Apprentice is a point-and-click adventure game released on Windows by American studio Herculean Effort Productions as freeware in 2003. It was created using the open source development tool, Adventure Game Studio.

==Gameplay==
The player controls Mortimer "Pib" Pibsworth, a young apprentice dreaming of becoming a wizard. The game opens with a dream sequence where he is confronted by Lord Ironcrow, the region’s ruler. Lord Ironcrow tries to persuade Pib to become a soldier, but Pib’s refusal leads him to wake up, screaming. His teacher then checks on Pib and informs him that before he can learn his first spell, he must find the necessary ingredients.

==Development and release==
The game began as a side project while the developers worked on The Find, introducing the player to the game world and some of its characters. Therefore, the game was criticised for its short length and a lack of any real storyline. Furthermore, the dream sequence at the beginning of the game bears no relevance to the rest of the game. Nevertheless, Apprentice was praised for its high production values and is even mentioned as a good example of a game created with Adventure Game Studio in the book Gaming Hacks published by O'Reilly Media. The game won four AGS Awards in 2003 for Best Room Art, Best Character Art, Best Animation and Best Music.

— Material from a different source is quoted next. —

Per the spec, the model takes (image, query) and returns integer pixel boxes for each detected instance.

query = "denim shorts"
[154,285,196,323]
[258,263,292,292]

The first version of Apprentice was released on July 10, 2003. The first bug fix version, which also added a bonus puzzle to the game, was released on the 28th. Two years later, on May 29, 2005, HEP released a Deluxe version of the game, which improved animations and music and added voice overs to the game.

The Apprentice series is planned as a trilogy. The sequel Apprentice II: The Knight's Move was released on July 29, 2004. The release date of the last game in the series, Apprentice III: Checkmate! is unknown.

Herculean Effort Productions also released a commercial superhero point-and-click adventure game called Super Jazz Man on December 21, 2006.